NEW YORK, U.S. - Slamming Xerox for backing out a merger between the two companies, Fujifilm has slapped a lawsuit against the company.
Fujifilm wants more than $1 billion from Xerox over the failed merger and said in its lawsuit that it was seeking "punitive damages for Xerox's intentional and egregious conduct" in canceling the deal.
The Japanese firm filed a lawsuit in a district court in New York on Monday.
The Norwalk, Connecticut-based Xerox was set to merge with a 56-year-old existing Asia joint venture between the two companies called Fuji Xerox, which would have given Fujifilm control of the combined entity.
About 75 percent of Fuji Xerox is owned by Fujifilm, and the joint venture handles contracts that supply global clients with Xerox services in the United States and Europe, and Fuji Xerox services in Asia.
Fujifilm was hoping that the merger would deliver at least $1.7 billion of cost savings and $1 billion of new revenue annually.
However, the deal faced strong opposition from activist investors Carl Icahn and Darwin Deason, who own 15 percent of Xerox between them.

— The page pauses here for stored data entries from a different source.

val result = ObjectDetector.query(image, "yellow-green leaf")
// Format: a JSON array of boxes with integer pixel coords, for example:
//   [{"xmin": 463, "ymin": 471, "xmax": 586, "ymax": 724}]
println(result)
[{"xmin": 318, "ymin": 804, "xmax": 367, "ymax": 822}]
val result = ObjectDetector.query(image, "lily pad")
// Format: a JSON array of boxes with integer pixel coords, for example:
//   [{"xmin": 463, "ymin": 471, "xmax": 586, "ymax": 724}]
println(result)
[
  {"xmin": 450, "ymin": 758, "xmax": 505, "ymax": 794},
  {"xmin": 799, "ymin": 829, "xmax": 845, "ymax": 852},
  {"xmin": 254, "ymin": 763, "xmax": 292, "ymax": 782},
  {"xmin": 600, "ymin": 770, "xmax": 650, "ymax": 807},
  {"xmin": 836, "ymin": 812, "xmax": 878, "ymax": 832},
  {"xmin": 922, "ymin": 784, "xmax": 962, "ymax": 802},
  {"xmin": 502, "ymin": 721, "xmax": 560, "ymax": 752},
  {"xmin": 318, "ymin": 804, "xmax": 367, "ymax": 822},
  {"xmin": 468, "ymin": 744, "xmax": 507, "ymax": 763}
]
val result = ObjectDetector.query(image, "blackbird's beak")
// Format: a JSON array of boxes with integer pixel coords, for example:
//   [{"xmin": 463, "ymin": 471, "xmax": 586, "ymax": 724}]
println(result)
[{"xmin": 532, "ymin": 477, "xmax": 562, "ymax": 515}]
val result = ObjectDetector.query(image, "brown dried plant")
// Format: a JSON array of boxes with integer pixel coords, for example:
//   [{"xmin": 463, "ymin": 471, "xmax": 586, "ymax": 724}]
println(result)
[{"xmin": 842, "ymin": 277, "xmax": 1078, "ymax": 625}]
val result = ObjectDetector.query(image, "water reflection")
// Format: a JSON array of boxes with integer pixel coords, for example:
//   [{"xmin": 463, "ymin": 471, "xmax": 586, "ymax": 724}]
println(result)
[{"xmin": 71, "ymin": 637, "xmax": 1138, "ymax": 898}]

The activist investors argued that the deal undervalued the iconic American printer and copier firm.
Last month, Xerox announced that it had reached a new agreement with the two investors, which it said saw CEO Jeff Jacobson and five other board members stepping down from the company.

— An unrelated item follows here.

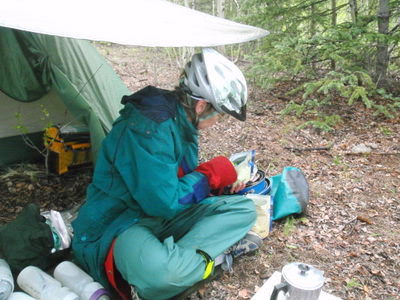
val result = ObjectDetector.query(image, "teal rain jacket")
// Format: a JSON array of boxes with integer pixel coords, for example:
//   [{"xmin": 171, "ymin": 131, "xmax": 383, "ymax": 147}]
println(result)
[{"xmin": 72, "ymin": 86, "xmax": 212, "ymax": 286}]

In a statement released at the time, Xerox said that it was "extremely confident" about its right to back out of the deal.
The company also added that it would seek remedies for Fujifilm's "mismanagement and misconduct."
On Monday, following Fujifilm’s lawsuit, reports noted that the amount the Japanese firm is seeking from Xerox is significantly higher than the $183 million "termination fee" the companies agreed upon if one of them walked away from the agreement.
However, Fujifilm has argued in its lawsuit that Xerox has deprived it of the benefits of the deal they struck and is also demanding that Xerox be ordered to pay the termination fee.
The company said in a statement on Monday that it continued to believe that its takeover of Xerox was the "only correct solution" for investors in both companies.
Fujifilm said, "It is inconsistent with shareholder democracy to allow Carl Icahn and Darwin Deason, minority shareholders with only 15 percent of Xerox's shares, to dictate the fate of Xerox.”
Both the companies had announced the $6.1 billion merger in January this year.
While abandoning the deal, Xerox said in a statement ”Despite our insistence, Fujifilm provided no assurance that it will do so (start talks about improved terms of the proposed transaction) within an acceptable timeframe.”
At the time, Fujifilm said it disputes Xerox's right to terminate the deal and would look at all options including legal action seeking damages.
Xerox is now expected to go up for sale in an auction at a higher price.
On Monday, responding to Fujifilm’s lawsuit, Xerox said that it remained “extremely confident” it had a contractual right to back out, and would seek remedies for Fujifilm’s “mismanagement and misconduct.”